O relator do caso, ministro Cristiano Zanin, enfatizou que a Constituição Brasileira assegura a proteção da privacidade e dos dados pessoais dos cidadãos. Ele argumentou que o acesso a informações pessoais deve ser restrito e controlado, ressaltando a importância do direito à autodeterminação informacional. O ministro Dias Toffoli também manifestou apoio a esse entendimento, indicando um consenso inicial entre os membros da corte.

A Defesa da Abrint e a Busca por Segurança Jurídica

Durante os debates, a advogada Mariana Silva Milanez, que representa a Abrint, defendeu a relevância de se reconhecer a necessidade de uma decisão judicial para a requisição de dados. Segundo ela, essa medida é fundamental para garantir segurança jurídica tanto para as empresas quanto para os usuários. Milanez destacou que, ao receber pedidos sem autorização judicial, os provedores ficam em uma posição vulnerável, podendo enfrentar ações judiciais tanto de titulares de dados quanto de autoridades.

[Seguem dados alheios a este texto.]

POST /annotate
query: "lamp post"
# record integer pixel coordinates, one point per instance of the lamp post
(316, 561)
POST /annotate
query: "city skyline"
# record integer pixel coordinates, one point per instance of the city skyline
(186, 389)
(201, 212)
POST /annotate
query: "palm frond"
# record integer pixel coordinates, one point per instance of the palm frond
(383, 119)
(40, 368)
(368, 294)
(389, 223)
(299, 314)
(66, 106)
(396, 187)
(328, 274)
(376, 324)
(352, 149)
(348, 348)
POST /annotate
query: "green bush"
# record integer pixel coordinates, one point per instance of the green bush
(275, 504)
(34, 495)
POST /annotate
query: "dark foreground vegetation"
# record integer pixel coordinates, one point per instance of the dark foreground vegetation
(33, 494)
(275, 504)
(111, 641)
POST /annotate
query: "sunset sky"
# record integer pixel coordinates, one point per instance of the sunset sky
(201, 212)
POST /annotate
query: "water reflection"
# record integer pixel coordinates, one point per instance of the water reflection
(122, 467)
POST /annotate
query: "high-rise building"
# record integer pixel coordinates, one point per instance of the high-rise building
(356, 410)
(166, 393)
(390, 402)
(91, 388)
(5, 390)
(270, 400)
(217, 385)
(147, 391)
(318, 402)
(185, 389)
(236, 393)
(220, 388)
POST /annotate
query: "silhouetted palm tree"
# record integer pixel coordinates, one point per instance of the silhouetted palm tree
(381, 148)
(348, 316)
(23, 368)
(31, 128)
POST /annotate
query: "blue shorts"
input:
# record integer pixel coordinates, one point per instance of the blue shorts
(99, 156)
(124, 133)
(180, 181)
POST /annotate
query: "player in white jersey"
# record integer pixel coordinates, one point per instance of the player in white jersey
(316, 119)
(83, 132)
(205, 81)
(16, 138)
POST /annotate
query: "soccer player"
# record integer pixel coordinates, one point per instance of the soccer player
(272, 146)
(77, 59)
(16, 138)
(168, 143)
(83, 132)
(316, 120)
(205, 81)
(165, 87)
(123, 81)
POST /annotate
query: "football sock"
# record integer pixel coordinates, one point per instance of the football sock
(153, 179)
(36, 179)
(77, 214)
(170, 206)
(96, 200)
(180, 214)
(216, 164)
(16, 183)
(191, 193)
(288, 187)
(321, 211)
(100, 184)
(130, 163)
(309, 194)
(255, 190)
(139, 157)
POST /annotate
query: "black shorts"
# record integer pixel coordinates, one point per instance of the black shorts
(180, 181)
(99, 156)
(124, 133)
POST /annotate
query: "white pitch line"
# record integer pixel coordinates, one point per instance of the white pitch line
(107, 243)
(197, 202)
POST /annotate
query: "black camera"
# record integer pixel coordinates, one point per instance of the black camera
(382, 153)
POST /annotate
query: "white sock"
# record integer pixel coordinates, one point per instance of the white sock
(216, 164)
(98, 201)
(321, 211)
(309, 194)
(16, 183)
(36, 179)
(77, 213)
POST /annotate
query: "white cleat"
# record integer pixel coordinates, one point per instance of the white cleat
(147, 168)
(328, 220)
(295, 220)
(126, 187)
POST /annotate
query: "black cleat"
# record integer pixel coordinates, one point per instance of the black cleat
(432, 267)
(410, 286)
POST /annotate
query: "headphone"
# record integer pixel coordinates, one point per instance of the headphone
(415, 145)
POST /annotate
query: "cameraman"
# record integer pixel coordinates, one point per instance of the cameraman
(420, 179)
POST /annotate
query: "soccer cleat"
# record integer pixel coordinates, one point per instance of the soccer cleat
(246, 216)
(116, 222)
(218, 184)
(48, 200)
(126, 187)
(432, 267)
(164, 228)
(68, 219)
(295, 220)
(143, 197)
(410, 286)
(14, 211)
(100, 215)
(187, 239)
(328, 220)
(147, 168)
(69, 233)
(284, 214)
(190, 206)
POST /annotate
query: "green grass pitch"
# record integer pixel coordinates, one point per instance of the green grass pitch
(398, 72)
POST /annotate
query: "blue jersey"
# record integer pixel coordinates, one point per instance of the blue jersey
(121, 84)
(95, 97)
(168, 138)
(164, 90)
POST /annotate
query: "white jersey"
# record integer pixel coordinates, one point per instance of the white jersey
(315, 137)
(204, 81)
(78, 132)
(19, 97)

Conclusão e Próximos Passos

O julgamento que analisa a exigência de ordem judicial para o acesso a dados de usuários é de grande relevância para a proteção da privacidade na era digital. A continuidade das discussões no STF poderá estabelecer precedentes importantes, definindo como as informações pessoais serão tratadas e protegidas, além de esclarecer o papel das empresas no manejo desses dados. O desfecho desse caso promete influenciar significativamente a legislação sobre privacidade e segurança da informação no Brasil.